Authors:
Ashraf Elnashar
;
Max Moundas
;
Douglas Schmidt
;
Jesse Spencer-Smith
and
Jules White
Affiliation:
Department of Computer Science, Vanderbilt University, Nashville, Tennessee, U.S.A.
Keyword(s):
Large Language Models (LLMs), Automated Code Generation, ChatGPT-4 vs. AutoGen Performance, Software Development Efficiency, Stack Overflow Solution Analysis, Computer Science Education, Prompt Engineering in AI Code, Quality Assessment, Runtime Performance Benchmarking, Dynamic Testing Environments.
Abstract:
In the domain of software development, making informed decisions about the utilization of large language models (LLMs) requires a thorough examination of their advantages, disadvantages, and associated risks. This paper provides several contributions to such analyses. It first conducts a comparative analysis, pitting the best-performing code solutions selected from a pool of 100 generated by ChatGPT-4 against the highest-rated human-produced code on Stack Overflow. Our findings reveal that, across a spectrum of problems we examined, choosing from ChatGPT-4's top 100 solutions proves competitive with or superior to the best human solutions on Stack Overflow.
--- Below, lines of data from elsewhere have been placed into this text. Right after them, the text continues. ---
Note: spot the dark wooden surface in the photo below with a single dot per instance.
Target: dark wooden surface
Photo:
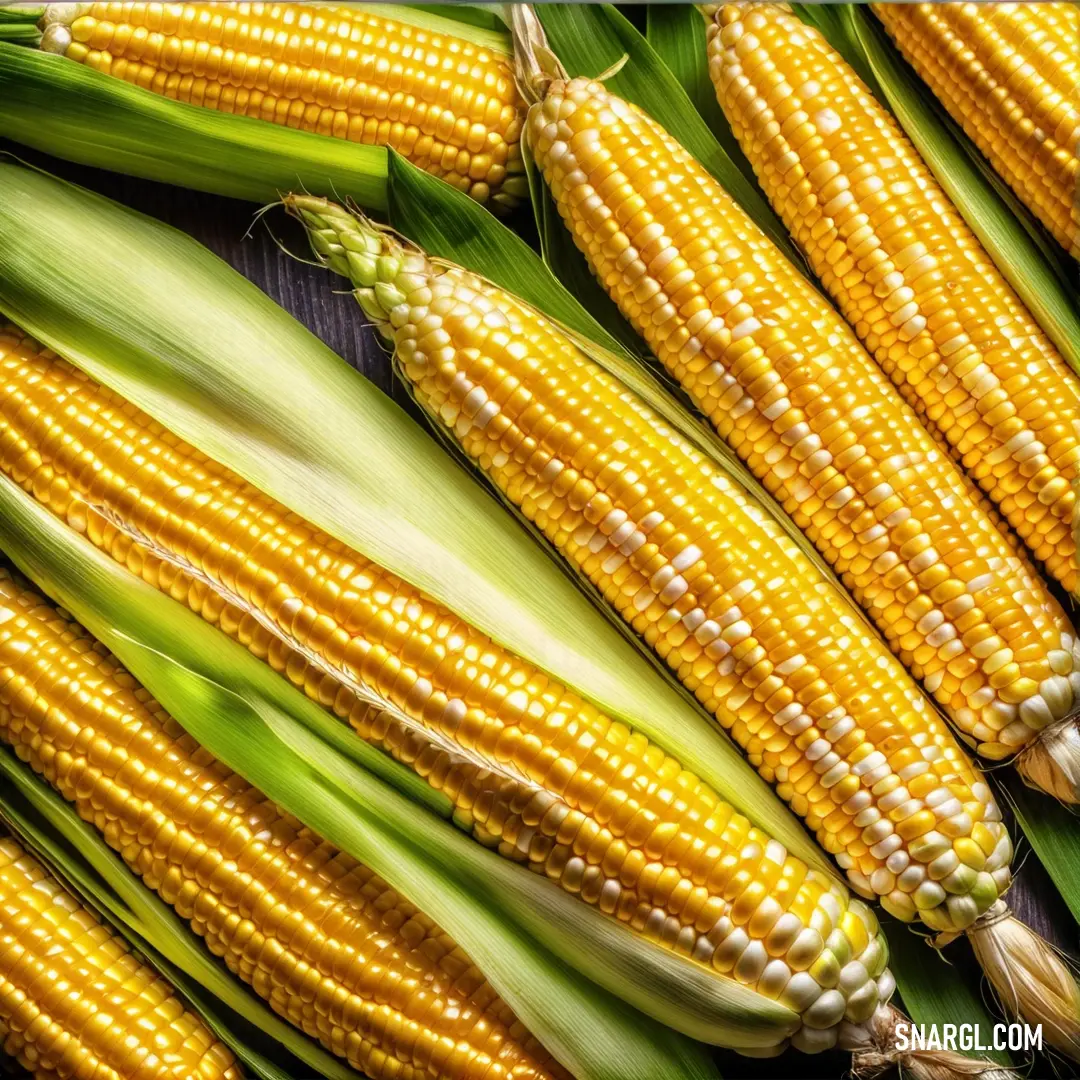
(307, 292)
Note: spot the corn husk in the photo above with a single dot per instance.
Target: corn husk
(71, 111)
(178, 333)
(269, 1048)
(571, 974)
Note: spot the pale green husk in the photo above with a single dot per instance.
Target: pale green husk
(178, 333)
(538, 944)
(71, 111)
(76, 853)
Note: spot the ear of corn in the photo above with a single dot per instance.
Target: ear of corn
(76, 1002)
(946, 327)
(1010, 76)
(435, 91)
(338, 451)
(662, 531)
(266, 1045)
(531, 770)
(786, 385)
(298, 769)
(372, 977)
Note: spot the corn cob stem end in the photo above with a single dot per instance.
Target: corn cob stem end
(1051, 764)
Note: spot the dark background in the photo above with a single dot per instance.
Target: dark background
(308, 293)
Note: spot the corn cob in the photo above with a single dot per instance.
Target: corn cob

We next delve into the AutoGen framework, which harnesses multiple LLM-based agents that collaborate to tackle tasks. We employ prompt engineering to dynamically generate test cases for 50 common computer science problems, both evaluating the solution robustness of AutoGen vs ChatGPT-4 and showcasing AutoGen's effectiveness in ch
allenging tasks and ChatGPT-4's proficiency in basic scenarios. Our findings demonstrate the suitability of generative AI in computer science education and underscore the subtleties of their problem-solving capabilities and their potential impact on the evolution of educational technology and pedagogical practices.